Kurumlar söz konusu olunca dünyada artık iş alanı, IQ, EQ değil WEQ denilen ‘biz zekası’na inanıyor. Yani tepeden inme organizasyon şemaları ile kurumlardan yaratıcılık beklemeye son veren bir anlayıştan bahsediyoruz. Düşünen organizasyonlar yaratmak istiyorsak uzun bir sürede oluşan kurum kültürüne tasarım kültürünün tohumlarını ekmemiz gerekiyor. Tohumu yeşertecek olan ise emek verenleri kurumsal süreçlerin öznesi haline getirecek sürekli bir düşünme yağmuruna alıştırmak olabilir.

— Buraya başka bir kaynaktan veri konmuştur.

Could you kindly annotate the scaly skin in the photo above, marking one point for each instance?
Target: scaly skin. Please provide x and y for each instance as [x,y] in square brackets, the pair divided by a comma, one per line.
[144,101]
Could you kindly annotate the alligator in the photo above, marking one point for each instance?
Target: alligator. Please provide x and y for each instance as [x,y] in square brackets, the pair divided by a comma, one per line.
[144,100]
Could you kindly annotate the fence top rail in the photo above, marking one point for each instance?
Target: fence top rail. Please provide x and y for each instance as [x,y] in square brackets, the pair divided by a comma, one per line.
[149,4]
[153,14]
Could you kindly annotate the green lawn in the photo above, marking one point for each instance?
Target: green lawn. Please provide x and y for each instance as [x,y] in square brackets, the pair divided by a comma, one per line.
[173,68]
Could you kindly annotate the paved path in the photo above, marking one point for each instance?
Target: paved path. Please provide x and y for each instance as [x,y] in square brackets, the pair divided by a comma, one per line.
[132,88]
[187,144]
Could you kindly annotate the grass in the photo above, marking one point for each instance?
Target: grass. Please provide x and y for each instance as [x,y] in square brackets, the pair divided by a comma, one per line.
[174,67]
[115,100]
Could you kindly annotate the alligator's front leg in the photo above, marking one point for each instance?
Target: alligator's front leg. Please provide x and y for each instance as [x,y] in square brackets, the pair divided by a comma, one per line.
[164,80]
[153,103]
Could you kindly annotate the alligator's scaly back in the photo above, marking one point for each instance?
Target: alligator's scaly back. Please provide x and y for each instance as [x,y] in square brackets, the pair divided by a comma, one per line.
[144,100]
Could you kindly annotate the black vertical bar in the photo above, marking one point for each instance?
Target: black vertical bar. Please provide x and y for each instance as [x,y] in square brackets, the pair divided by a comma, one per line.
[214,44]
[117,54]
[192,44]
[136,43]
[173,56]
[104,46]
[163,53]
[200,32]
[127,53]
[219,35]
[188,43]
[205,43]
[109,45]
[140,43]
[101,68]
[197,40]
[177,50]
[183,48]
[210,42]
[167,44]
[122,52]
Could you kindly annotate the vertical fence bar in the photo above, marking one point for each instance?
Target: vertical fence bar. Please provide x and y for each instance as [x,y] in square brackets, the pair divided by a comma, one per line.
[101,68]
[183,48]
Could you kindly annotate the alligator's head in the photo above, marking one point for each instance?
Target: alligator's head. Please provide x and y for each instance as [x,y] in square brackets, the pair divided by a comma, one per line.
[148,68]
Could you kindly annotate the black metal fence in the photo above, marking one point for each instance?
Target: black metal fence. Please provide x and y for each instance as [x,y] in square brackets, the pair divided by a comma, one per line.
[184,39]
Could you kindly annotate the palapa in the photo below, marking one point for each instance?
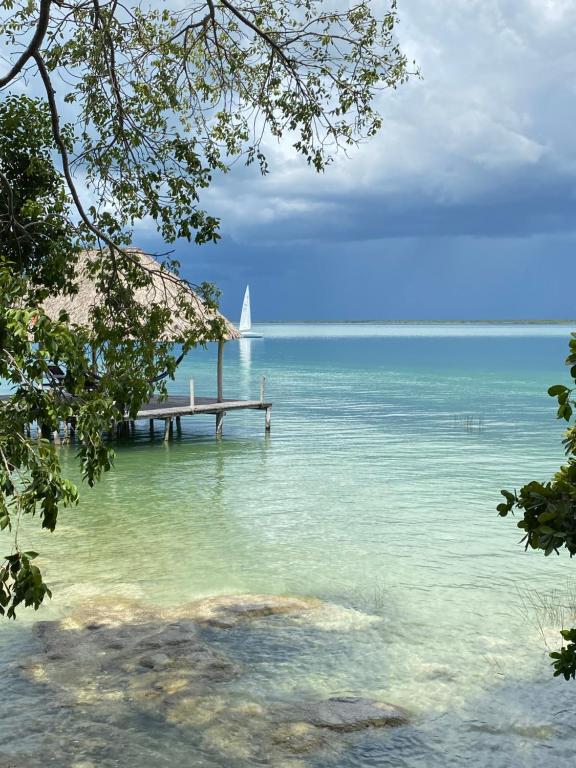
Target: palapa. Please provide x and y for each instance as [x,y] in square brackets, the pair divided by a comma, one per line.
[164,289]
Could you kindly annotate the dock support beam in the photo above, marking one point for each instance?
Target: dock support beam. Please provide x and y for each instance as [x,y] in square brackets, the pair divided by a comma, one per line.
[220,386]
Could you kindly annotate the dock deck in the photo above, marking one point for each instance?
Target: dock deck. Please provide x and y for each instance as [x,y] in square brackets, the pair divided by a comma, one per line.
[175,406]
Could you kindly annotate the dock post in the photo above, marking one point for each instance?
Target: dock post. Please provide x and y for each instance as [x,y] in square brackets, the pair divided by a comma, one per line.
[219,388]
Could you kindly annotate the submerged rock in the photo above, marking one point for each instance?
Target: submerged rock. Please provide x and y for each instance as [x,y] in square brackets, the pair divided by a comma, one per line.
[117,657]
[227,611]
[348,713]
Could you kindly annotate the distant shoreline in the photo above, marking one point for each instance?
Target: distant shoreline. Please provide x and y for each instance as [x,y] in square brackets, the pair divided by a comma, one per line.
[416,322]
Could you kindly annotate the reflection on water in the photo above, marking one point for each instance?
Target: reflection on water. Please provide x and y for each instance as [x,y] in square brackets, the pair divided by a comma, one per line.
[376,494]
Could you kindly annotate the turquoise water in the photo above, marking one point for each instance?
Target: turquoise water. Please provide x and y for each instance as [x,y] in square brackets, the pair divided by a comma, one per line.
[375,491]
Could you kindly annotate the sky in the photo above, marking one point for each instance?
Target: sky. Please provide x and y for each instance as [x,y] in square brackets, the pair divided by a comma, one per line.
[463,207]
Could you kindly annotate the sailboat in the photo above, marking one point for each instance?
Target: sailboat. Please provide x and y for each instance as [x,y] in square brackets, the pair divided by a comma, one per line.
[246,319]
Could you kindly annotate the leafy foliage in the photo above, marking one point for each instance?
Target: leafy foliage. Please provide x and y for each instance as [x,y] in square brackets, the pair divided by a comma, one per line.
[549,509]
[146,103]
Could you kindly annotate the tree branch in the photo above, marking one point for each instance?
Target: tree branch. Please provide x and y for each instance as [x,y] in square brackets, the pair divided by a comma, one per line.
[34,45]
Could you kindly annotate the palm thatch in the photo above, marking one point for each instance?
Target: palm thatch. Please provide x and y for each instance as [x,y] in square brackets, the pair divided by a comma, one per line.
[165,289]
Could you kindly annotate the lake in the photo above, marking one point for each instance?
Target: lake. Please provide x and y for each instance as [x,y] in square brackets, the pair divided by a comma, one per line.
[375,492]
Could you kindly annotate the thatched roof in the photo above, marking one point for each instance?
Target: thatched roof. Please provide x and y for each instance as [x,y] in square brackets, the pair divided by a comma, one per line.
[163,290]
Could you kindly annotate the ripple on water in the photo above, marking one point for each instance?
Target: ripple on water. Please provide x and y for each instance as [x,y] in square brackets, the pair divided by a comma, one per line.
[375,492]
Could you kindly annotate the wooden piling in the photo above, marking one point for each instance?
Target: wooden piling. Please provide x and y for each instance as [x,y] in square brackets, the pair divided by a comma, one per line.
[220,385]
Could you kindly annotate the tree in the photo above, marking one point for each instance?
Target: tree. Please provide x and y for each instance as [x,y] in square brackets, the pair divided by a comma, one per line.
[549,509]
[146,104]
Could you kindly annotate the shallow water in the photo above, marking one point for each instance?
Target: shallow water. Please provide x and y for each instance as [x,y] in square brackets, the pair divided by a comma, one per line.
[375,491]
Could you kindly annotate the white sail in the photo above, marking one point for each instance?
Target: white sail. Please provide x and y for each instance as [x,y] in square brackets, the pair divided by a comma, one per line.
[245,319]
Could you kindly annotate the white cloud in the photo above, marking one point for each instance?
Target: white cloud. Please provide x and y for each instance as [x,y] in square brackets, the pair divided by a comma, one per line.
[497,99]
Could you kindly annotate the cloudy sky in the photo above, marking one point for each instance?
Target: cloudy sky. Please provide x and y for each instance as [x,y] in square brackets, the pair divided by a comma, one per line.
[464,206]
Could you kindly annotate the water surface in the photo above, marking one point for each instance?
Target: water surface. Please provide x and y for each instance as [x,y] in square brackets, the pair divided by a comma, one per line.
[376,490]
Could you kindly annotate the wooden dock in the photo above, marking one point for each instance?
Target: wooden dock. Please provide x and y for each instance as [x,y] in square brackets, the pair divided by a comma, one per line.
[172,409]
[176,406]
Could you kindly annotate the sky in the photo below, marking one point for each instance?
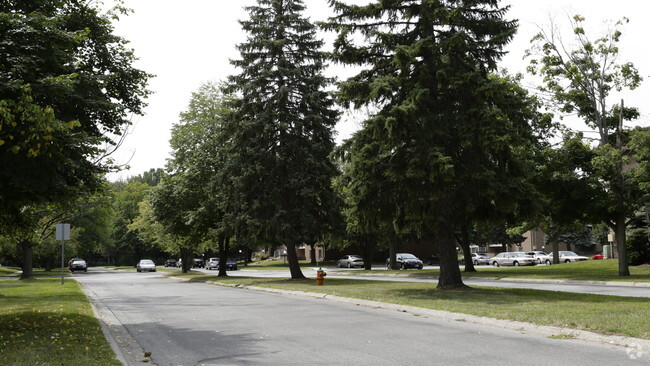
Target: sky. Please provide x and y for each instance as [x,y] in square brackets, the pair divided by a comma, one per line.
[185,44]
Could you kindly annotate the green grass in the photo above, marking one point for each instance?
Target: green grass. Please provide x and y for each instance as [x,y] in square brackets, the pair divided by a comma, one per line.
[45,323]
[270,265]
[602,314]
[602,270]
[8,270]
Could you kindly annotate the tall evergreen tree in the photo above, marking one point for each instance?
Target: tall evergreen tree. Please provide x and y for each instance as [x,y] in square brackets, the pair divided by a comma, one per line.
[281,130]
[452,133]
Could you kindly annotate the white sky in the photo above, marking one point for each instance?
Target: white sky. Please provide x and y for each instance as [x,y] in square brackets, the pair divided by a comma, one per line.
[188,43]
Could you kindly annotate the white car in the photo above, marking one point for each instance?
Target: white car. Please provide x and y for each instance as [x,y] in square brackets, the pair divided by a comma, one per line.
[540,257]
[146,265]
[212,263]
[566,257]
[513,259]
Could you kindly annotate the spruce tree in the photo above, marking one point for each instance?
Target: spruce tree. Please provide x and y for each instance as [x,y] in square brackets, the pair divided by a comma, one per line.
[280,133]
[450,131]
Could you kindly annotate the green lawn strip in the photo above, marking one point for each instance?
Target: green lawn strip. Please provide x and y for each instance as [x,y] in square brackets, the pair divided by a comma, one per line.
[283,265]
[606,270]
[601,314]
[45,323]
[8,270]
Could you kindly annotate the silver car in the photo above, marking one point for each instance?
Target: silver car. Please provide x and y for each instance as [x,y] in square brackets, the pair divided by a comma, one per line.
[146,265]
[513,259]
[540,257]
[350,261]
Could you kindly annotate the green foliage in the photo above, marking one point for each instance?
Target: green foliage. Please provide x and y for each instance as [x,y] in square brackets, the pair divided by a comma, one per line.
[67,87]
[638,247]
[281,128]
[449,140]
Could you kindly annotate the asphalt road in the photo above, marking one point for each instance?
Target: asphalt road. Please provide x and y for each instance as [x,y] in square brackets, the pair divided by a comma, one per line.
[577,287]
[185,323]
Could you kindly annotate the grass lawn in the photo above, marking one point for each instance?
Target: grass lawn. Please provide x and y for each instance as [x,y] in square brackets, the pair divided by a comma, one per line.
[8,270]
[602,314]
[601,270]
[45,323]
[270,265]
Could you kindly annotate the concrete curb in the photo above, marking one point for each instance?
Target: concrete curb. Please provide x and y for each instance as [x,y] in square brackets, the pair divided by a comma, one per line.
[127,350]
[629,343]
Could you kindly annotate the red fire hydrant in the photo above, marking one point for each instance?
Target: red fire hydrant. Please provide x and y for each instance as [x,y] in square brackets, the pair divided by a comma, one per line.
[320,276]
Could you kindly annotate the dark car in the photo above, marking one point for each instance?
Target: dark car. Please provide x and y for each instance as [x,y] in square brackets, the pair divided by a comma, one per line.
[198,263]
[406,261]
[77,264]
[171,263]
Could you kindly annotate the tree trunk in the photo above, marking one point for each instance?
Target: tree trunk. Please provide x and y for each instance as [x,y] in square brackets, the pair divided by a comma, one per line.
[292,257]
[368,251]
[450,277]
[312,254]
[224,242]
[186,258]
[620,237]
[27,247]
[467,253]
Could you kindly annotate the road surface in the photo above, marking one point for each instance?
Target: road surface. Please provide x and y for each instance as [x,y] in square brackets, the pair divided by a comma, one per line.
[186,323]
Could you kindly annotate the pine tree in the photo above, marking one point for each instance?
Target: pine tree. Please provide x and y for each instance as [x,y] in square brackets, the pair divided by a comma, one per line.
[450,131]
[281,131]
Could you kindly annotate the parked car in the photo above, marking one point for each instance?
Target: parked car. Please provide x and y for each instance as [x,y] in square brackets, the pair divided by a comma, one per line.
[566,257]
[198,263]
[513,259]
[146,265]
[212,263]
[350,261]
[480,258]
[77,264]
[540,257]
[434,260]
[171,263]
[406,261]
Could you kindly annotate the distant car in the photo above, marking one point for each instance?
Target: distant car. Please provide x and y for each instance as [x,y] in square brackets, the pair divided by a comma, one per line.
[513,259]
[198,263]
[566,257]
[77,264]
[540,257]
[480,258]
[146,265]
[171,263]
[406,261]
[350,261]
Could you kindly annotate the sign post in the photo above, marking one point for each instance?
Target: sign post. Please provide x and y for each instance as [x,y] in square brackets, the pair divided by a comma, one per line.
[63,234]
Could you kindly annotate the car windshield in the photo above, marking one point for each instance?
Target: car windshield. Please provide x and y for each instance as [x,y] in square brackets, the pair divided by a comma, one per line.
[566,254]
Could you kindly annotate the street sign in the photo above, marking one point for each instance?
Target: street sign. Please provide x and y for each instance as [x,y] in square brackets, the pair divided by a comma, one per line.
[62,231]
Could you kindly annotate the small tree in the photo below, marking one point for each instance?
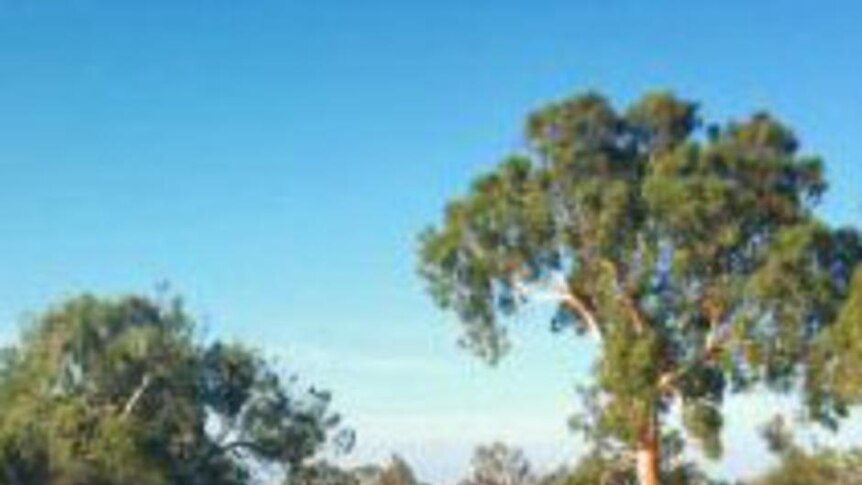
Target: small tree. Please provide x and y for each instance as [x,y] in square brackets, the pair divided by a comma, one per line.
[110,391]
[689,252]
[498,464]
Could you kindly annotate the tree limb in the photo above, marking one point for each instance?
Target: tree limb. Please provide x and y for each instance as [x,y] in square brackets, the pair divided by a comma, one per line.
[136,396]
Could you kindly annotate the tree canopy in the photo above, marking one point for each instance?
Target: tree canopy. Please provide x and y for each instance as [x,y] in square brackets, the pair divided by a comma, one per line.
[118,390]
[689,250]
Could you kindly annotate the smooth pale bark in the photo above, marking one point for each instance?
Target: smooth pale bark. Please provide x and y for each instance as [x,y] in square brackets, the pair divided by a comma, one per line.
[649,454]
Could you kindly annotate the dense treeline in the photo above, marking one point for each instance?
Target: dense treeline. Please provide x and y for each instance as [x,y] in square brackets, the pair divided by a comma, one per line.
[119,390]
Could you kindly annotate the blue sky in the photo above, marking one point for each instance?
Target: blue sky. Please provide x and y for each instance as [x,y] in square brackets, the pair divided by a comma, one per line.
[274,160]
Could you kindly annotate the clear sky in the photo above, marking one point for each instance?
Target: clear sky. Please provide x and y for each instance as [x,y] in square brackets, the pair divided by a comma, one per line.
[274,161]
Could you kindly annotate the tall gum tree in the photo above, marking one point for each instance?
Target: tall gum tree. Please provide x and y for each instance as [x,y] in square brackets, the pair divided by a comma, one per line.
[690,253]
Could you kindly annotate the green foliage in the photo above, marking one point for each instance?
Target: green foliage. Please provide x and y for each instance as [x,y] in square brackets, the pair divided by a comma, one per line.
[691,250]
[111,391]
[498,464]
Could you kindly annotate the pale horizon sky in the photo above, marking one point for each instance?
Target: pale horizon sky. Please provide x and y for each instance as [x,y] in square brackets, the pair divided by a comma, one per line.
[274,160]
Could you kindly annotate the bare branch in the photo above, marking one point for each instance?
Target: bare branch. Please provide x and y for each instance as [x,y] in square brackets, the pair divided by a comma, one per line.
[558,291]
[136,396]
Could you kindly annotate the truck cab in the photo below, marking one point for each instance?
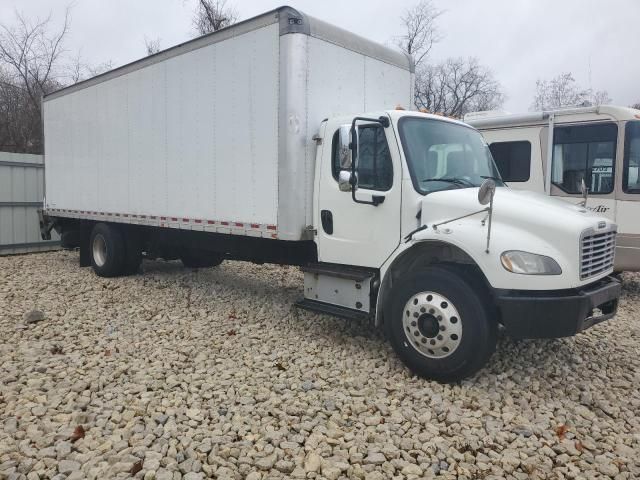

Personelin yalnızca eğitim alması bir çözüm getirmiyor. Sürekliliği sağlayacak, tasarımı, ‘biz zekasını’ benimsetecek ve uygulayabilmeleri için imkân sağlayacak olanaklar sağlamak gerekiyor. Yaratıcı bireyler uygun ortamlar oluşturulduğu takdirde potansiyellerini ortaya çıkarabilir ve bir firmayı vizyonu dahilinde ileriye taşıyabilirler. Her ne kadar dünya yapay zekâ gibi konuları konuşsa da insan odaklı yaklaşımlar her geçen daha da önem kazanıyor. Tasarım kültürünün odağında da insan vardır. Şirkette ortaya çıkan her problemi yaratıcı bakış açısıyla çözebilecek olan da ileriye dönük yeni projeler üretecek olan da insandır. Eğitimler, atölyeler, şirketin tüm departmanlarında yavaş yavaş yapılacak yenilikler, projelerde empati ve fikir kampları, sürekli ama sürekli düşünmeye, üretmeye ve uygulamaya yönelik çalışmalar bir süre sonra kurumun kültürü haline gelir.
Zamanı yakalamak, kurumsallaşmak için kültür yaratmak, verimli çalışma yöntemini benimsemek, insanı odağa alan bir bakış açısı kazanmak, bütün bu heyecan verici değişimi yaratmak için zihinlerin yaratıcı ve özgür olması gerekir. Bu da eğlenirken, verilen her emeğin değerli olduğunu hissederek mümkün kılınabilir. Kurumlar ve bireyler, fikirleri eyleme, görev bildikleri tutkuya dönüştüğünde kurumsal kültürün alıcısı ve yaratıcısı haline gelecektir. Deneyimlediğimiz, çabaladığımız, bırakılacak bir miras gibi büyüttüğümüz bu anlayışı paylaşmak ve çoğaltmak için geleceğe yönelik adımlar atmaya devam ediyoruz.